Strengths of this trial include a robust study design and an endline cross-sectional parasite survey as well as a longitudinal sample. Primary limitations include statistical power to detect only a 65% reduction in primary outcomes, and the potential for contamination to dilute the effects of the intervention.
ClinicalTrials.gov, ID: NCT02654912 . Registered on 12 November 2015.
赞比亚正在推动并已在消除南部省份疟疾传播方面取得了重大进展。使用快速诊断检测和蒿甲醚-本芴醇(AL)进行反应性病灶检测和治疗(RFTAT)是取得这一进展的关键。使用双氢青蒿素-哌喹(DHAP)进行反应性病灶药物给药(RFDA),由于为高危人群提供了增强的化学预防保护以防止新感染,可能在加速清除人体寄生虫库方面更具优势。本研究的主要目的是量化使用DHAP的RFDA与使用AL(标准治疗方法)的RFTAT在降低恶性疟原虫流行率和发病率方面的相对有效性。

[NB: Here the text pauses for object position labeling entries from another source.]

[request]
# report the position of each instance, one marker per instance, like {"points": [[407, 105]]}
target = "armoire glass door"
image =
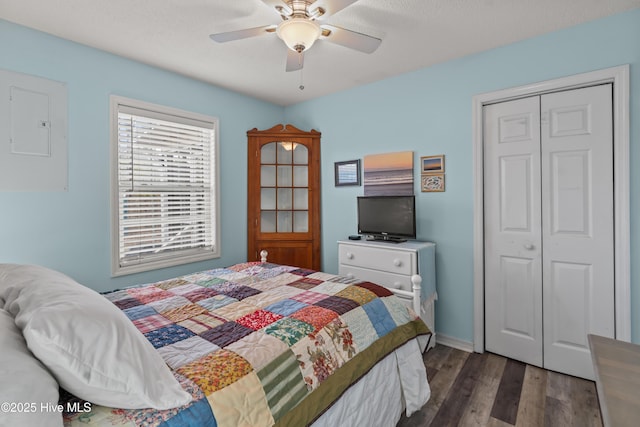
{"points": [[284, 188], [283, 205]]}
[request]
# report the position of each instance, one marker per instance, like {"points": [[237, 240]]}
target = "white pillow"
{"points": [[26, 386], [90, 346]]}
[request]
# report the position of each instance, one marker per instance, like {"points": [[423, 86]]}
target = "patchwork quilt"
{"points": [[258, 344]]}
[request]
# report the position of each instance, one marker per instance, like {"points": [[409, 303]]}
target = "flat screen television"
{"points": [[390, 218]]}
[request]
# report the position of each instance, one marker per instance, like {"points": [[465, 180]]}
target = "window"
{"points": [[164, 186]]}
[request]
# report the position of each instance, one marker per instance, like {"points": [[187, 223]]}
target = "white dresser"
{"points": [[392, 265]]}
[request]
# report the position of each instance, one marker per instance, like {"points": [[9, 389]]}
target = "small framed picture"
{"points": [[347, 173], [432, 182], [432, 164]]}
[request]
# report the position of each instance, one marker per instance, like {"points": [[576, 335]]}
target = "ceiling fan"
{"points": [[300, 28]]}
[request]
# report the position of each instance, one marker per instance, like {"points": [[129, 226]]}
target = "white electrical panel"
{"points": [[33, 133]]}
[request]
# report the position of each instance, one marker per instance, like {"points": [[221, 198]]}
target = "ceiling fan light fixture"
{"points": [[298, 33]]}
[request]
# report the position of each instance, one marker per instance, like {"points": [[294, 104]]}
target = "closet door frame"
{"points": [[619, 76]]}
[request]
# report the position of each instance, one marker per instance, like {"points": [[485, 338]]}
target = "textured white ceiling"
{"points": [[174, 34]]}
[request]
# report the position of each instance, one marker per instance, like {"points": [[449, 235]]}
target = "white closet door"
{"points": [[577, 225], [513, 279], [549, 261]]}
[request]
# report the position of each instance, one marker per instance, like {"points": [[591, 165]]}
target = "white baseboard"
{"points": [[455, 343]]}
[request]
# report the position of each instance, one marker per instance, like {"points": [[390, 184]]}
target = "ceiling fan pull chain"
{"points": [[301, 87]]}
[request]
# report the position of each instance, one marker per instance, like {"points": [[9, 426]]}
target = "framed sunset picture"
{"points": [[432, 164], [388, 174]]}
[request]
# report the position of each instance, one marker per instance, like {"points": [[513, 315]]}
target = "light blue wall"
{"points": [[70, 231], [429, 112]]}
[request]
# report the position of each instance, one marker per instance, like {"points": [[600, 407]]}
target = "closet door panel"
{"points": [[513, 291], [577, 218]]}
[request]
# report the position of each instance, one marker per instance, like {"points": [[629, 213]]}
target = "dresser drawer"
{"points": [[388, 260], [389, 280]]}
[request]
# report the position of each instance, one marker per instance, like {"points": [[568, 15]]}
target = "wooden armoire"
{"points": [[284, 196]]}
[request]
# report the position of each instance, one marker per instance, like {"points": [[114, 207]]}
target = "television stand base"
{"points": [[389, 239]]}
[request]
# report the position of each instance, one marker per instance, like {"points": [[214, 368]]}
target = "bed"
{"points": [[249, 345]]}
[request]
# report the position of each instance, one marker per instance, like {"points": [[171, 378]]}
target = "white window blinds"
{"points": [[166, 187]]}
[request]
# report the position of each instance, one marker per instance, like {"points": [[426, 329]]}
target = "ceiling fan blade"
{"points": [[295, 60], [331, 6], [350, 39], [242, 34], [280, 6]]}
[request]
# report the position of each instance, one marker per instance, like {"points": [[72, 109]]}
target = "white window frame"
{"points": [[145, 109]]}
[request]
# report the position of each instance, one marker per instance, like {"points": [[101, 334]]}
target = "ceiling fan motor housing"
{"points": [[298, 33]]}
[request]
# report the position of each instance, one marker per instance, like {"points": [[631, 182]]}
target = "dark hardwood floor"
{"points": [[471, 389]]}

方法/设计:该研究将在赞比亚南部省份的四个地区进行;这是一个疟疾传播率低且病媒控制覆盖率高的地区。一项针对16个卫生设施集水区的社区随机对照试验将用于评估持续两年全年进行常规RFDA的影响,与全年常规RFTAT的对照进行比较。确诊疟疾病例将触发反应性病例检测,例如在任何政府卫生设施通过显微镜检查或快速诊断检测确诊。反应性应对措施将由社区卫生工作者(CHW)在索引病例确认日期后的7天内执行。应对范围将以索引病例家庭为中心,半径140米。一部分应对措施将进行90天的纵向跟踪,以检查再感染率。主要结局包括干预后对疟疾血清阳性率的调查(n = 4800名1个月至5岁以下儿童)以及通过参与研究的卫生设施的常规被动病例检测所测量的疟原虫发病率的差异分析。该研究有能力检测干预组与对照组之间这些结局约65%的相对降低。
该试验的优势包括强大的研究设计、终末横断面寄生虫调查以及纵向样本。主要局限性包括仅能检测主要结局65%降低的统计效力,以及污染可能稀释干预效果的可能性。
ClinicalTrials.gov,ID:NCT02654912。于2015年11月12日注册。